Using NVIDIA MIG instances
Hi , I have a containerized instance of DSS running without any problems, but whenever I try to use MIG instances with docker run -d --runtime=nvidia --gpus '"device=3:0,3:1"'. and enable GPUs on the Design>Runtime Environment tab, it keeps saying "Failed to fetch GPU stats, maybe nvidia-smi utility is not found" and im unable to see my GPU usage. I'll be very happy if there is a solution to this.
Answers
-
Turribeach Dataiku DSS Core Designer, Neuron, Dataiku DSS Adv Designer, Registered, Neuron 2023 Posts: 2,167 Neuron
Hi, I am not familiar with NVIDIA Multi-Instance GPU (MIG) technology but from a quick Google search it appears that it enables multiple GPU Instances to run in parallel on a single, physical NVIDIA Ampere architecture GPU. I am not sure if that will work for ML training or for GPU based ML workloads in Dataiku so that's one for you to research. But irrespective of that you should be aware that is not enough to expose the GPU hardware to the container or DSS instance you also need to add all the additional software and drivers that NVIDIA GPUs need to work, including the missing nvidia-smi as per your post above. These steps will be of course dependant on the OS / version / architecture that your container is running on and it's not a trivial setup given that all the software versions need to be compatible between themselves and the GPU used and this not always clearly stated on each of the software components. Pretty much all the cloud vendors provide OS images with the these software components pre-installed and configured properly to be used on GPU enabled instances so you may be able to leverage those.

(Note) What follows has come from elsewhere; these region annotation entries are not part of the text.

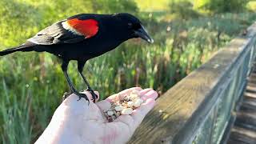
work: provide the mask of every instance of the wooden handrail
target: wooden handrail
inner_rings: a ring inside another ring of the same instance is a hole
[[[219,143],[256,55],[247,31],[161,96],[129,143]]]

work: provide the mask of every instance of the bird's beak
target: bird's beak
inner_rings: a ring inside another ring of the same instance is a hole
[[[134,33],[136,36],[144,39],[145,41],[150,43],[154,43],[154,39],[147,34],[143,26],[142,26],[142,28],[135,30]]]

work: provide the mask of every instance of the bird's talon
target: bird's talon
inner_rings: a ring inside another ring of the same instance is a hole
[[[67,98],[72,93],[67,93],[65,92],[62,97],[62,101],[64,101],[66,98]]]

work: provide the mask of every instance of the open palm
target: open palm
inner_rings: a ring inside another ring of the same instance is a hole
[[[109,122],[102,111],[110,108],[113,100],[122,99],[134,90],[139,91],[144,103],[131,115],[121,115]],[[90,96],[89,92],[86,94]],[[88,105],[85,99],[77,101],[78,97],[72,94],[58,107],[36,143],[125,143],[154,107],[157,97],[157,92],[152,89],[134,87]]]

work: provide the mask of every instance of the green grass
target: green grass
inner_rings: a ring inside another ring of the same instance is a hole
[[[79,7],[82,1],[74,4],[77,10],[69,8],[66,1],[58,1],[63,7],[46,2],[0,2],[0,50],[22,43],[40,29],[68,15],[94,12],[90,9],[82,11],[82,6]],[[166,12],[152,14],[152,17],[149,13],[139,17],[153,35],[154,45],[129,40],[86,63],[84,74],[102,98],[131,86],[153,87],[162,94],[256,18],[249,13],[225,14],[169,21],[171,14]],[[69,73],[78,90],[86,88],[76,63],[71,63]],[[0,58],[0,141],[30,143],[47,126],[68,87],[54,56],[16,53]]]

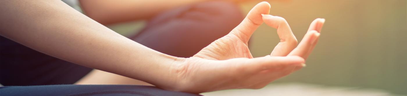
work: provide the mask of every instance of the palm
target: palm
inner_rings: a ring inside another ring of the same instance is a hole
[[[178,91],[201,93],[236,88],[259,88],[303,66],[317,41],[323,20],[313,22],[303,40],[297,40],[285,19],[268,14],[262,2],[228,34],[204,48],[175,70],[185,85]],[[281,39],[270,56],[254,58],[247,46],[250,36],[263,23],[277,29]],[[297,68],[296,69],[295,69]]]
[[[247,44],[236,35],[229,34],[204,48],[194,56],[216,60],[238,58],[253,58]]]

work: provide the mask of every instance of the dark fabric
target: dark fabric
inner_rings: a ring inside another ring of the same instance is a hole
[[[151,86],[61,85],[0,87],[1,96],[201,96],[166,90]]]
[[[231,3],[202,2],[159,14],[130,38],[165,54],[189,57],[227,34],[243,19],[242,16]],[[5,86],[72,84],[92,70],[3,37],[0,40],[0,83]]]
[[[2,36],[0,42],[0,83],[5,86],[72,84],[92,70]]]

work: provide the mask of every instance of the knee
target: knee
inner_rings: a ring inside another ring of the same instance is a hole
[[[214,25],[234,28],[244,19],[240,7],[227,1],[210,1],[191,6],[182,16],[210,22]]]

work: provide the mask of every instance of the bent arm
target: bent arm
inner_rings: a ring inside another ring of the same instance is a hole
[[[122,36],[60,0],[2,0],[0,13],[0,35],[35,50],[157,86],[175,84],[168,82],[175,81],[168,73],[176,57]]]

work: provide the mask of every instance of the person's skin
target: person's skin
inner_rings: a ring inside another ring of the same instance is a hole
[[[80,0],[86,15],[103,25],[149,19],[166,10],[213,0]],[[233,2],[245,0],[223,0]],[[142,13],[142,14],[140,14]]]
[[[268,3],[262,2],[229,34],[194,56],[183,58],[137,43],[60,0],[3,0],[0,4],[2,36],[75,64],[141,80],[165,90],[195,93],[258,89],[301,68],[316,44],[324,21],[314,21],[295,47],[296,40],[289,29],[281,25],[287,24],[285,20],[262,16],[268,14],[270,8]],[[278,48],[272,56],[253,58],[247,42],[263,20],[278,29],[281,44],[276,47],[289,49]]]

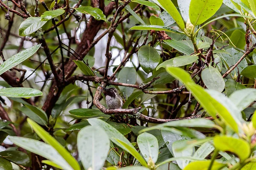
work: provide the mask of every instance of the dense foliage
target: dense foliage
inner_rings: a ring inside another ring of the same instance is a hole
[[[0,0],[0,170],[255,169],[256,0]]]

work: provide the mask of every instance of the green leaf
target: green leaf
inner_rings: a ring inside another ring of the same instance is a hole
[[[85,108],[71,110],[69,111],[69,113],[78,117],[90,117],[104,114],[99,110]]]
[[[217,12],[222,4],[222,0],[191,0],[189,19],[194,26],[206,21]]]
[[[80,61],[73,60],[73,61],[85,75],[95,76],[94,72],[87,65]]]
[[[152,8],[153,9],[156,9],[158,11],[160,11],[160,8],[155,3],[152,3],[150,1],[147,1],[145,0],[132,0],[131,2],[134,3],[137,3],[141,5],[144,5],[145,6],[148,6],[150,8]]]
[[[192,119],[167,122],[150,128],[145,128],[140,133],[147,132],[154,129],[161,129],[161,128],[165,127],[214,128],[215,128],[216,126],[212,121],[208,119],[203,118]]]
[[[21,63],[32,56],[39,49],[41,44],[38,44],[16,54],[9,58],[0,65],[0,75]]]
[[[129,73],[129,74],[128,74]],[[122,83],[135,84],[136,82],[137,73],[134,67],[125,67],[118,74],[118,82]],[[127,99],[133,92],[134,88],[119,86],[119,89],[123,93],[125,99]]]
[[[245,88],[236,91],[229,97],[240,111],[256,100],[256,89]]]
[[[136,91],[135,93],[133,93],[127,99],[125,102],[124,104],[122,107],[123,109],[126,109],[128,108],[129,105],[134,101],[136,98],[138,96],[143,94],[143,92],[141,91]]]
[[[246,67],[240,73],[241,75],[247,77],[256,79],[256,64]]]
[[[29,166],[30,162],[30,159],[28,155],[17,150],[2,151],[0,152],[0,156],[15,164],[25,167]]]
[[[36,133],[46,143],[50,144],[63,156],[63,158],[74,170],[79,170],[80,166],[78,162],[72,156],[70,153],[65,149],[58,142],[49,134],[46,132],[42,127],[36,123],[28,118],[28,122],[32,127]]]
[[[26,107],[27,106],[27,107]],[[19,110],[29,118],[38,124],[46,126],[48,124],[48,118],[45,112],[35,106],[26,105],[19,108]]]
[[[225,88],[225,81],[218,69],[209,65],[201,73],[202,80],[209,89],[222,92]]]
[[[167,66],[168,67],[177,67],[186,65],[193,63],[198,59],[198,57],[197,56],[181,56],[177,57],[161,63],[157,67],[157,70],[161,67],[165,68]]]
[[[157,17],[154,15],[151,15],[151,17],[150,17],[150,18],[149,18],[149,21],[150,21],[150,24],[151,25],[164,26],[164,23],[163,23],[163,20],[162,20],[161,18]]]
[[[61,1],[61,0],[58,0],[57,1],[57,3],[58,4],[60,1]],[[55,0],[54,0],[53,1],[52,1],[52,3],[51,4],[51,6],[50,6],[50,9],[51,9],[52,8],[53,8],[54,7],[55,5]]]
[[[192,48],[184,44],[181,41],[168,40],[163,41],[169,45],[186,55],[189,55],[195,52]]]
[[[206,142],[202,144],[202,145],[196,150],[193,156],[197,158],[205,158],[211,153],[215,149],[215,148],[212,144],[211,142]]]
[[[222,151],[235,153],[244,161],[250,155],[250,147],[247,142],[241,139],[227,136],[216,136],[213,139],[215,147]]]
[[[166,69],[169,74],[183,82],[209,114],[215,117],[216,113],[218,113],[227,124],[229,125],[235,132],[238,132],[237,123],[239,122],[236,122],[236,118],[233,117],[230,111],[211,96],[202,87],[195,84],[188,73],[178,67],[168,67]],[[211,101],[210,103],[208,102],[209,101]]]
[[[42,95],[41,91],[31,88],[11,88],[0,89],[0,96],[7,97],[28,98]]]
[[[134,156],[143,166],[148,167],[147,162],[146,162],[145,159],[140,156],[140,153],[135,149],[135,148],[133,146],[131,147],[130,145],[127,144],[125,142],[124,142],[122,140],[117,139],[116,139],[116,140],[117,142],[119,143],[119,145],[122,146],[122,147],[123,149]]]
[[[63,168],[61,167],[58,166],[54,162],[51,161],[49,161],[49,160],[43,160],[43,161],[42,161],[42,163],[43,164],[52,166],[53,167],[55,167],[58,169],[60,169],[61,170],[63,169]]]
[[[245,32],[240,29],[236,29],[232,32],[230,37],[230,40],[233,44],[237,48],[241,49],[244,48],[244,45],[246,44],[244,34]]]
[[[163,9],[167,11],[176,22],[182,30],[185,28],[185,24],[180,13],[171,0],[157,0]]]
[[[64,12],[65,12],[65,10],[61,8],[57,9],[53,11],[46,11],[43,14],[41,15],[41,20],[47,21],[63,14]]]
[[[177,0],[178,6],[183,20],[186,21],[189,18],[189,5],[191,0]]]
[[[145,160],[140,155],[135,148],[131,142],[122,133],[111,125],[102,120],[93,118],[88,119],[89,123],[93,126],[99,127],[105,130],[110,140],[120,147],[125,149],[130,153],[132,153],[134,157],[139,158],[140,163],[144,166],[147,167]],[[134,155],[135,154],[136,155]],[[139,154],[139,156],[138,155]]]
[[[85,14],[89,14],[93,16],[96,20],[103,20],[107,22],[106,16],[103,12],[98,8],[93,8],[90,6],[80,6],[76,8],[76,11]]]
[[[21,23],[19,28],[19,35],[30,35],[41,28],[47,21],[41,20],[41,17],[29,17]]]
[[[149,157],[156,163],[158,157],[158,142],[153,135],[144,133],[137,138],[137,143],[144,159],[148,162]]]
[[[40,155],[67,170],[74,170],[52,146],[36,140],[22,137],[9,136],[14,144]]]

Over 3 years ago I wrote this post which is a complete guide on all the setup steps needed to get GPU training working in a Dataiku instance running on RHEL v7.9. While this post is now outdated it will give you a rough idea of all the steps involved. It will be up to you to work out the specific steps for your required environment.
-
Thanks for your reply. However, GPU training is not a problem while using the GPU itself. So I'm not just exposing the hardware and hoping that it works. I am running my docker container the same way I do with many other containers that use NVIDIA MIG. I can also access nvidia-smi from inside the container, despite DSS not being able to find it.
-
Turribeach Dataiku DSS Core Designer, Neuron, Dataiku DSS Adv Designer, Registered, Neuron 2023 Posts: 2,167 Neuron
What does the backend log shows and where exactly are you enabling the GPU in DSS?